There is no attempt to make any production look or feel like it is from the past in any of these new shows. What used to be a joke and a jarring moment (Keanu in Dracula) is now the entire theme. Cheap doesn't describe it, there is actual money thrown at all these productions. There is just nothing authentic here, it feels completely out of place.
Why? Are they afraid of trying? Is everything licensed to the point they can't use even a passing reference? Laziness? Or is it our old friend "we want to evoke nostalgia in people who never lived it, so nothing offensive, ever."
The MacGyver reboot was a take on this, it wasn't even wink-wink nod-nod at the original. Just a total stripping of any character or charisma from the original and turned into bland white man with super power to create explosions and kick ass. But it still had a white man as the lead, something I found shocking.
Because it was developed before the rise of the Orange Man when George Floyd was taking less than lethal doses of fentanyl.

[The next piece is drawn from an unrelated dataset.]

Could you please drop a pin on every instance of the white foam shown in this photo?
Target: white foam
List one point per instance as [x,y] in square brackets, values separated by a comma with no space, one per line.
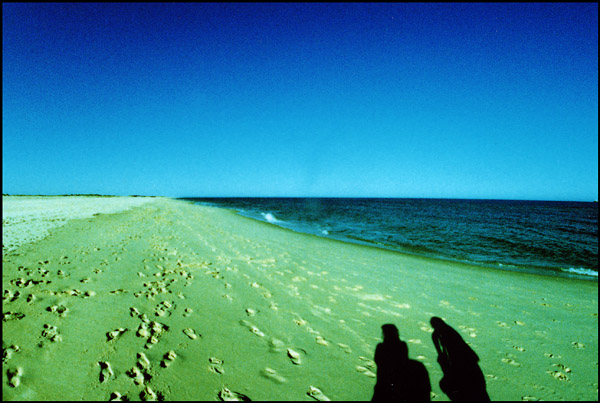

By the current standards of reboots and remakes, the 2016 MacGyver was a high quality TV show.
I watched the pilot and then 1 other ep because an actor I really liked was guest starring, it was watchable at least- just nothing I felt like committing to.
Reboots problem is they have him a support group and had that be the focus. The whole bit is that Mac was the guy they called in when a team wasn't viable.
Exactly! And most of the reoccurring characters were there because they got in trouble and needed his help, and then dragged him into trouble to. Like Jack.
Yea their procedural ensemble formula was trash.
Remember the episode where Mac was mountain climbing with his girlfriend, they slipped and only his tether held them on. She was injured and their combined weight was causing the anchor to pull out, so she sliced through her tether, sacrificing herself to save him?
Holy fuck was that a jarring episode for a kid to watch, but damn did it make an impression. Richard Dean Anderson knew how to sell that plot. That's not something you'll see today.